Ein Kanzlerkandidat im Zeugenstand
Bundesfinanzminister Scholz weist jegliche persönliche Verantwortung zurück
Berlin – Die wichtigste Frage versucht Finanzminister Olaf Scholz mit nur einem Wort abzubügeln: „Tragen Sie persönlich Verantwortung dafür, dass dieser Skandal nicht früher aufgefallen ist?“, fragt CDU-Politiker Matthias Hauer. „Nein“, sagt Scholz typisch ruhig, doch bestimmt. Aus seiner Sicht könnte es jetzt vorbei sein; es wäre die kürzeste aller Zeugenbefragungen im Untersuchungsausschuss zum wohl größten Bilanzskandal der deutschen Nachkriegszeit, dem Fall Wirecard. Doch so leicht lassen Union und Opposition den SPD-Kanzlerkandidaten am Donnerstag nicht davonkommen.
Irritierende Privatmail
Es ist der vorläufige Höhepunkt einer spektakulären Vernehmungswoche. Wirtschaftsminister Peter Altmaier (CDU) hat schon ausgesagt, Finanzstaatssekretär Jörg Kukies (SPD) wurde bis in die Nacht befragt. Am Freitag kommt die Kanzlerin. Doch niemand von ihnen hat so viel zu verlieren wie Scholz. Er war mit seinem Ministerium nicht nur für die Finanzaufsicht Bafin zuständig, der im Fall Wirecard schwere Fehler vorgeworfen werden. Als Kanzlerkandidat muss er auch dafür sorgen, dass ihn der Skandal nicht bis in die Bundestagswahl im Herbst verfolgt.

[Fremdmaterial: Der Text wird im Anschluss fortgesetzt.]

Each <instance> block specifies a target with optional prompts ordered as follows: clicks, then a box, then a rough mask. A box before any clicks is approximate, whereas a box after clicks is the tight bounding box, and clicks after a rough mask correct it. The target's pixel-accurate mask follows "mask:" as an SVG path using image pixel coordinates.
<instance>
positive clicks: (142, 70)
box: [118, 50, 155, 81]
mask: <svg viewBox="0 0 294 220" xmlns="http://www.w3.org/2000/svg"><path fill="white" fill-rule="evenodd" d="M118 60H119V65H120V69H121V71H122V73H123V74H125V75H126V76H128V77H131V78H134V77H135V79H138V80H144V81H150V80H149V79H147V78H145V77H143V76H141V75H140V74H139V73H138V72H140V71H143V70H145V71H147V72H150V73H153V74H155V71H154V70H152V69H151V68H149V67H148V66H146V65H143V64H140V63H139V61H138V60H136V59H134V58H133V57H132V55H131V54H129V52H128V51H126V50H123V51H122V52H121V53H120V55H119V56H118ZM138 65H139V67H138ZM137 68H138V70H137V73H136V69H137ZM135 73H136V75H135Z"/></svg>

Nach kurzer Zeit im Zeugenstand ist klar: Es wird nicht einfach – doch Scholz bleibt Scholz. Er antwortet oft kurz angebunden. Nicht mehr sagen, sich nicht mehr rühren als unbedingt nötig.
Die Opposition und vor allem der Koalitionspartner Union haben sich vorgenommen, ihn hart ranzunehmen. „Sie haben es sich ein bisschen
zu einfach gemacht“, kritisiert CDU-Mann Hauer. Er ist es, der Scholz am stärksten in Bedrängnis bringt. Hauer wirft ihm vor, er habe dem Ausschuss relevante E-Mails von seinem privaten Konto vorenthalten. Dieser muss einräumen, Zeitungsartikel manchmal von einer privaten Adresse weiterzuleiten. Befragung
unterbrochen. Der Ausschuss zeigt sich „irritiert“.
Wenig Substanzielles
Tatsächlich findet auch die Opposition aber wenig Substanzielles, was Scholz persönlich belasten würde. Von einer besonders kritisierten Maßnahme der Bafin sei er vorab
nicht informiert gewesen, sagt Scholz. Die Bafin hatte Anlegern zeitweise verboten, bei Wirecard auf fallende Kurse zu wetten. Bei den Aktionären entstand dadurch der Eindruck, bei dem Konzern sei alles in Ordnung.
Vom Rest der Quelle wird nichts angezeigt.